Currently you cannot see which link led to which website in the search version of the program. Write a function `pyscrape_search_indent` in which printed-out URLs are properly indented.

Hints:
* Python contains a data type called a __tuple__, denoted by `()`. Tuples can hold several values of different types and you can access the first or second value using `t[0]` and `t[1]`.
* Lists can hold values of many different data types, but in a single list, each value must have the same type.

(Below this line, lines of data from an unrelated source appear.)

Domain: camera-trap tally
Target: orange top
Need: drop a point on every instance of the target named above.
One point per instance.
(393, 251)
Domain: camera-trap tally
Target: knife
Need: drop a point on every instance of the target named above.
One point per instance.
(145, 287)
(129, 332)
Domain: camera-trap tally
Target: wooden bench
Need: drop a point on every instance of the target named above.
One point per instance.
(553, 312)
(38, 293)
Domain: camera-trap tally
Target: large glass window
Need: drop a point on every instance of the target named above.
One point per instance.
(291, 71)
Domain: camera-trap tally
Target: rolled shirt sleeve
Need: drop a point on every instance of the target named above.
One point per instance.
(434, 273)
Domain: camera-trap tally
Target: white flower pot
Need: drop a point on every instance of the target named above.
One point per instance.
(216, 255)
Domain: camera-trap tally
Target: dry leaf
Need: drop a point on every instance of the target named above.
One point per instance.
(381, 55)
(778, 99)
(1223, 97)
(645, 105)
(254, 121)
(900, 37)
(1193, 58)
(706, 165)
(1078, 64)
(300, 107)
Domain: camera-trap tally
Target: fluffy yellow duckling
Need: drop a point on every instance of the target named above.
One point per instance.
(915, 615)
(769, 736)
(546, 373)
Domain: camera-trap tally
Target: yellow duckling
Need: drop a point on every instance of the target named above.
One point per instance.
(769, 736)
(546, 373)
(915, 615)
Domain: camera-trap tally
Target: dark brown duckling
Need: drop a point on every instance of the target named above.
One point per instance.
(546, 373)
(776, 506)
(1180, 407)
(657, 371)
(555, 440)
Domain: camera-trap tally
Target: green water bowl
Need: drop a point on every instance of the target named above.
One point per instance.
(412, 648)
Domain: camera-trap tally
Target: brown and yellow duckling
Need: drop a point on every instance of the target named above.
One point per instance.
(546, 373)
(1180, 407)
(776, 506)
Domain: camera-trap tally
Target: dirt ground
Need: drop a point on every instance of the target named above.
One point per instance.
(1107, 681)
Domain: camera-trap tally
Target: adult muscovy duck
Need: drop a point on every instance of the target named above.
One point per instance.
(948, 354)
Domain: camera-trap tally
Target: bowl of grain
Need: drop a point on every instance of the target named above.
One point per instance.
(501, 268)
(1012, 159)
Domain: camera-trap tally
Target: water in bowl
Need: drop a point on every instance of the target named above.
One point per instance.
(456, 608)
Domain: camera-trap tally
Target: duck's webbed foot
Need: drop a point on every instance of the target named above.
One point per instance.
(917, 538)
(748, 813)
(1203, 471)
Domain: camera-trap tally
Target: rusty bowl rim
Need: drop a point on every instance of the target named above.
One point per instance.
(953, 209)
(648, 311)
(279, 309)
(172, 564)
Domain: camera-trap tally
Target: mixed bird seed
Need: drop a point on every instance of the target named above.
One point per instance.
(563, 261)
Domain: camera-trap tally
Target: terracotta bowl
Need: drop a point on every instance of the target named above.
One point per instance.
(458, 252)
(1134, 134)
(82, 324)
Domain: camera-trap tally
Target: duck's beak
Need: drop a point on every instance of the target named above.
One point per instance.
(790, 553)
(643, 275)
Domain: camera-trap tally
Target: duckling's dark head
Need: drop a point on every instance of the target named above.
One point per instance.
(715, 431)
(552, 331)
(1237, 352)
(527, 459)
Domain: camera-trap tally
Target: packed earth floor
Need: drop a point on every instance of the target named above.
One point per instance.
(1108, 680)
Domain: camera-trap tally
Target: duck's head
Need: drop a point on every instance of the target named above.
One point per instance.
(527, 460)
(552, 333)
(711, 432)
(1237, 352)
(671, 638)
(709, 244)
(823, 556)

### Exercise 2: Search up to a given depth

The `pyscrape_search` function only finds the first `PAGE_LIMIT` pages. Modify it to instead search to a given depth, similarly to the `pyscrape_recurse` functions.

Hints:
* You will not need the index `i`.
* Completing Exercise 1 will help with this exercise.

### Exercise 3: Do not visit different parts of the same website

Pyscrape currently visits different parts of the same website. For example, it thinks news.google.com and google.com are different websites. Modify it to only visit one of them but ignore the other. Pay attention to domains which have two parts, for example .co.uk or .ac.uk - you don't want to ignore example.co.uk if you've visited somepage.co.uk before!

Hints:
* The documentation for regular expressions in Python has many examples.
* When working with regular expressions, it is useful to create a few example strings and try your expression on them before running the whole program - it is faster and you have control over the examples you choose.

### Exercise 4: Indent the error messages

Error messages from Pyscrape are not indented like the printed-out websites. Modify the `pyscrape` function to indent them.

Hints:
* You may need to add another argument to `pyscrape`.